I had hoped that I could avoid him entirely, that he would go ahead of me onto the valley road, and I could put plenty of distance between us. But as fate would have it, we arrived at the valley road at about the same time – myself only a few steps ahead of the man wearing eastern clothes. I assured myself that there was no reason to panic yet. My father’s dagger hung from my belt just in case.

Hello. It was a man’s voice.

I spun around and reached for the dagger.

The eastern man held up his hands. Wait! I don’t want to hurt you.

I moved my hand away from the dagger and, without thinking, said, “Sorry. You startled me.” Then I realized something. “Wait. How can I understand you?” He spoke words that sounded strange to me. I couldn’t understand the language, yet I could understand the meaning.

I could ask the same thing, he replied. Looking up at the blooming trees, he asked, Do you think magic is at work here?

It was possible. “Legends say that barriers are thin in the spring.”

“When the valley blooms pink and white.” The poem must be talking about when the sakura blooms.

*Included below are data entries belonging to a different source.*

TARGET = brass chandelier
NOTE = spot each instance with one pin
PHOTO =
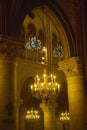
(45, 87)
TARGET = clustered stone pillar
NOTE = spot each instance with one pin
(8, 84)
(49, 111)
(76, 96)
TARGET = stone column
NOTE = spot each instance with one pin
(49, 110)
(76, 96)
(8, 84)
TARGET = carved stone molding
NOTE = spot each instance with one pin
(10, 49)
(71, 67)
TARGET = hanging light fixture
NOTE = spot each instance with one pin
(45, 87)
(32, 115)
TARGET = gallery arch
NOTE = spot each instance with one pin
(40, 39)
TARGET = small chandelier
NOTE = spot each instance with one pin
(32, 115)
(45, 87)
(64, 116)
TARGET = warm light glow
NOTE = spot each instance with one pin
(32, 115)
(45, 86)
(64, 116)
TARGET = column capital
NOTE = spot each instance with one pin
(10, 48)
(71, 67)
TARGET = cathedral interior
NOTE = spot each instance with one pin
(43, 65)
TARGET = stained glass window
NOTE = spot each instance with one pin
(58, 51)
(33, 43)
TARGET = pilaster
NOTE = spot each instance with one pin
(76, 97)
(9, 50)
(49, 110)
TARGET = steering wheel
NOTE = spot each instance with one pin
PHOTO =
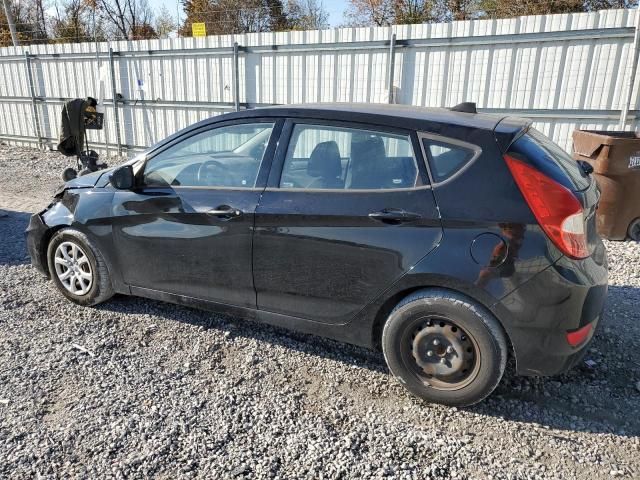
(212, 172)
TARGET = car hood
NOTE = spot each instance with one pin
(89, 180)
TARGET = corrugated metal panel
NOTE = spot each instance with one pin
(565, 71)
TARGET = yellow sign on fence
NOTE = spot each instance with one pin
(199, 29)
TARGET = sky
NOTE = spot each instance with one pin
(335, 8)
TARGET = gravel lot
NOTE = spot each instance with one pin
(139, 388)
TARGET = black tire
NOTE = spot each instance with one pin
(634, 230)
(462, 376)
(99, 289)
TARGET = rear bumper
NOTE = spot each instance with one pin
(35, 233)
(565, 297)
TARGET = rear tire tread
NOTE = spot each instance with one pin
(488, 320)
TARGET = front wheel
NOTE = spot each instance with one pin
(78, 268)
(444, 347)
(634, 230)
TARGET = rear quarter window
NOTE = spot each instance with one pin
(448, 157)
(550, 159)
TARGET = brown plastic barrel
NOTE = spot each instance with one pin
(615, 158)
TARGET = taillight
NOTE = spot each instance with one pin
(555, 207)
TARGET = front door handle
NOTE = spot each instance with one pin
(225, 211)
(394, 215)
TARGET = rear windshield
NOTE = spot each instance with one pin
(550, 159)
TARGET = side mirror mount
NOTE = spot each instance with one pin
(122, 178)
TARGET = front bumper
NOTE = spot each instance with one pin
(565, 297)
(36, 235)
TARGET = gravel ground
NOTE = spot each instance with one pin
(137, 388)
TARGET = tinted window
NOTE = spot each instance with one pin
(322, 157)
(445, 159)
(551, 159)
(227, 156)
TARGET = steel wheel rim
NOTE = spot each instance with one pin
(440, 354)
(73, 268)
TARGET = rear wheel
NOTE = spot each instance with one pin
(444, 347)
(78, 268)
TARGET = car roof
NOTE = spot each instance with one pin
(378, 113)
(505, 129)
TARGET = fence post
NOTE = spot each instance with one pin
(32, 92)
(114, 96)
(392, 67)
(236, 76)
(634, 70)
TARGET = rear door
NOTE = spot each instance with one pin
(347, 211)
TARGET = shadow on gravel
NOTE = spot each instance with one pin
(13, 247)
(600, 395)
(598, 399)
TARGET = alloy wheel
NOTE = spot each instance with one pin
(73, 268)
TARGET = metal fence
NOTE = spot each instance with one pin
(563, 71)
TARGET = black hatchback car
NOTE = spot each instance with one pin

And the…

“Apple,” I said, identifying the white blossoms. “The trees back home were starting to open when I left. They must look like this now.”

We both walked down the road in the same direction. We were walking side-by-side, so the silence between us quickly grew awkward. I broke it asking, “You’re traveling south, too?”


“May I ask…?”

He smiled and answered, My sister is expecting her first child.

“How exciting!”

And you?

“My grandfather is sick. He’s very old, so…” He didn’t have much time left. “I need to see him again.”

I’m sure he’ll be happy to see you.

We talked some more and traded names. His was Seika. He asked about the apple trees. You said ones grow near your home.

I told him about my family’s apple orchard and how autumn is the best time of year for us. “We sell the apples, of course, but we also make sauce, jam, pies, and enough cider for the whole town on Ghost Night.”

Ghost Night? What’s that?

Only one of the biggest celebrations of the year. “It’s the night when the spirits of the dead return to roam the earth. We welcome them with bonfires, feasts, music, dancing. Of course, the living need to wear masks.”


“As a disguise. You don’t want to be found by any ghost who wants to hurt you.”

Seika told me that his people also have feasts at harvest time where they tell ghost stories. But in my country, there’s no special night when the spirits return.


Most come and go as they please. Some wander the earth forever.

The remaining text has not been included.